Conservative U.S. bishops are learning that it is perilous to pose as being “more Catholic than the pope.” Defying public and private warnings from the Vatican, and ignoring sentiment in the pews, the U.S. Conference of Catholic Bishops last week authorized the preparation of a doctrinal statement on the Eucharist that was widely understood as being aimed at denying communion to pro-choice Catholic public officials, notably the president of the United States.
Now some of the bishops are hastily trying to downplay their intentions with “nothing to see here” disclaimers, as the National Catholic Reporter noted:
“It is important to note that the bishops did not vote to implement a national policy to deny Holy Communion to politicians who reject Church teaching,” [Archbishop William Lori of Baltimore] wrote. “Rather, in light of the decline in belief and participation in the Eucharist, the bishops voted to permit their Committee on Doctrine to begin drafting a pastoral document on the Eucharist.”
“It is not disciplinary in nature, nor is it targeted at any one person or class of persons,” he added.
Nothing to see here, folks.
Unfortunately, and even comically, hard-core conservatives in and beyond the conference of bishops keep giving away the game, as the Reporter’s Michael Sean Winters sarcastically observes:
[W]hy all the fuss? Could it be that during the spring meeting several bishops, including a committee chair, Archbishop Joseph Naumann, specifically referenced politicians and Biden during their interventions?
Indeed, Naumann has argued that Biden’s pro-choice opinions represent “a grave moral evil.”
Winters cites a number of conservative U.S. Catholic opinion outlets that are adamant about kicking ass and taking names, using access to the altar rail as a culture-war weapon. That’s hardly surprising, given a 2019 statement by the U.S. bishops calling the abortion issue its “preeminent priority because it directly attacks life itself, because it takes place within the sanctuary of the family, and because of the number of lives destroyed.” From that point of view, Biden and other Catholic Democratic pols have sold their souls to secular progressives with abortion-on-demand litmus tests, and need to be chastised as an object lesson to Cafeteria Catholics everywhere.

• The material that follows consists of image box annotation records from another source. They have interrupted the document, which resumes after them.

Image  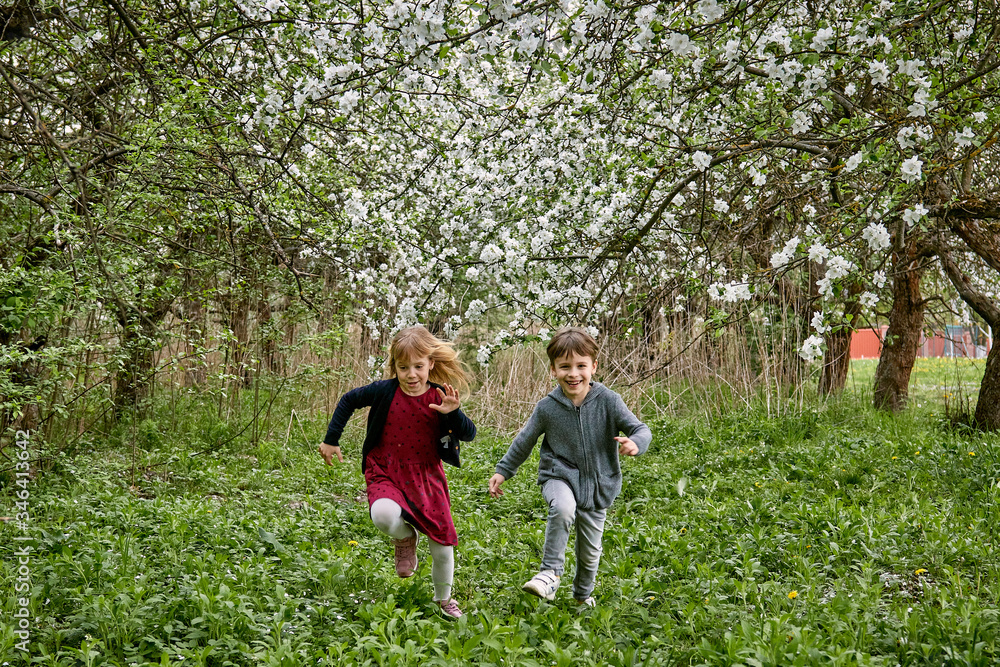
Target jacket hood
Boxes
[549,382,608,410]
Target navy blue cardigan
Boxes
[323,378,476,472]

But alongside a frosty reception from the Vatican, the effort to figuratively excommunicate pro-choice Catholics isn’t going over very well, and could, as Catholic liberal writer E.J. Dionne suggests, seriously backfire:
[M]uch harm had already been done, as pro-Francis bishops pointed out during the debate [over the authorization of a statement]. “The Eucharist itself will be a tool in vicious partisan turmoil,” Bishop Robert McElroy of San Diego warned. “It will be impossible to prevent its weaponization, even if everyone wants to do so.”
A recent Pew survey, Dionne notes, found that 67 percent of U.S. Catholics oppose denying Biden communion. And the brouhaha may bring renewed attention to the fact that a solid majority of U.S. Catholics aren’t even opposed to legalized abortion in the first place. As the venerable scholar of both U.S. politics and Catholicism Garry Wills keeps pointing out, the theological case for what he calls the “cult of the fetus” is not as solid as is often assumed.

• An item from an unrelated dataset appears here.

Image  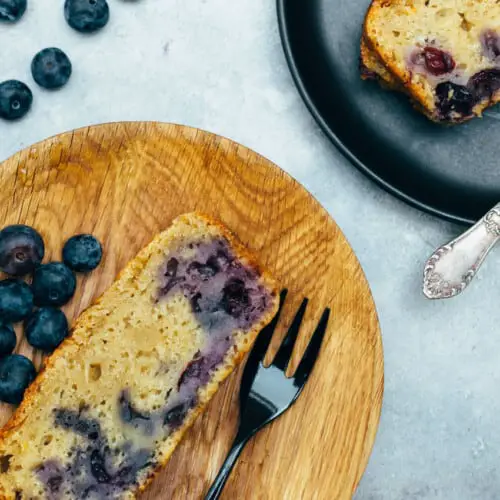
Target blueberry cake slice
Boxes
[361,0,500,123]
[0,214,279,500]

True, the most regular mass attenders are significantly more likely to hold anti-abortion views. But at a time when Catholicism in the U.S. and globally is suffering from a credibility crisis stemming from a horrific sexual-abuse scandal that the hierarchy has spent literally billions of dollars to hush up, it’s not the best time for “traditionalists” to champion a smaller and more illiberal Church. What the U.S. bishops are seeking to do is looked upon with unhappy amazement by their counterparts in other countries, as the New York Times reports:
Throughout much of Europe and Latin America, it is essentially unthinkable for bishops to deny communion to politicians who publicly support abortion rights. John Paul II famously offered communion to Francesco Rutelli, a former mayor of Rome and candidate for prime minister who supported abortion rights.

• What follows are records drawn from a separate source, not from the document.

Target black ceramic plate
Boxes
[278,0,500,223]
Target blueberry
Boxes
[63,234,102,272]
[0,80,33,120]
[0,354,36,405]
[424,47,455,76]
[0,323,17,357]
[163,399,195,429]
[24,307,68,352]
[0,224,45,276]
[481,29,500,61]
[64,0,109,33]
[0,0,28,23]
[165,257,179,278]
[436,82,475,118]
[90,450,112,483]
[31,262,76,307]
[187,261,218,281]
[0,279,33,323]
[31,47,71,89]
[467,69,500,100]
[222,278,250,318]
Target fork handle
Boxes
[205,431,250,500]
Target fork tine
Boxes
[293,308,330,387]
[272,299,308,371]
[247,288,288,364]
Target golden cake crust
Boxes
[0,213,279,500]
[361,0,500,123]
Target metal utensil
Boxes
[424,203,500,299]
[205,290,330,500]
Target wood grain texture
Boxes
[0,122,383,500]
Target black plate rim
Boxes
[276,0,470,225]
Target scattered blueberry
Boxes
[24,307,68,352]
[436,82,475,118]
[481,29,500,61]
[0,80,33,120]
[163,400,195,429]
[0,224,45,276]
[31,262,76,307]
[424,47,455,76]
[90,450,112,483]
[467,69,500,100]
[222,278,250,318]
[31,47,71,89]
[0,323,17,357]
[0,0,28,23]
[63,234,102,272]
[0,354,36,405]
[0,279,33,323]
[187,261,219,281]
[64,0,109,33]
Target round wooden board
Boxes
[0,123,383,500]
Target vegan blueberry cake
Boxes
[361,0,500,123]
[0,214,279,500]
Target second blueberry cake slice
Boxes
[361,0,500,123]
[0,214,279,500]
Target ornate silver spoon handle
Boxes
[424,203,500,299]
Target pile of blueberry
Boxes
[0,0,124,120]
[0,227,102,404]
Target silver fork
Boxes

“Almost all of the bishops of the world at this moment look at the United States church,” said Mr. Ivereigh, “and wonder, ‘What is going on?’”
The American effort is “a very dangerous initiative” said Alberto Melloni, a church historian in Rome who said the Vatican had long abandoned the notion that the Catholic Church’s job is to guide politics.
Perhaps the U.S. bishops will avoid calamity by calling off the confrontation with Biden and other pro-choice Catholics in time, or maybe Pope Francis will veto any provocative statement, as he can if it is not unanimous. But it is increasingly clear it may not be Joe Biden, but his conservative critics, who are guilty of bending to secular politics instead of maintaining peaceful communion with and through the Body of Christ.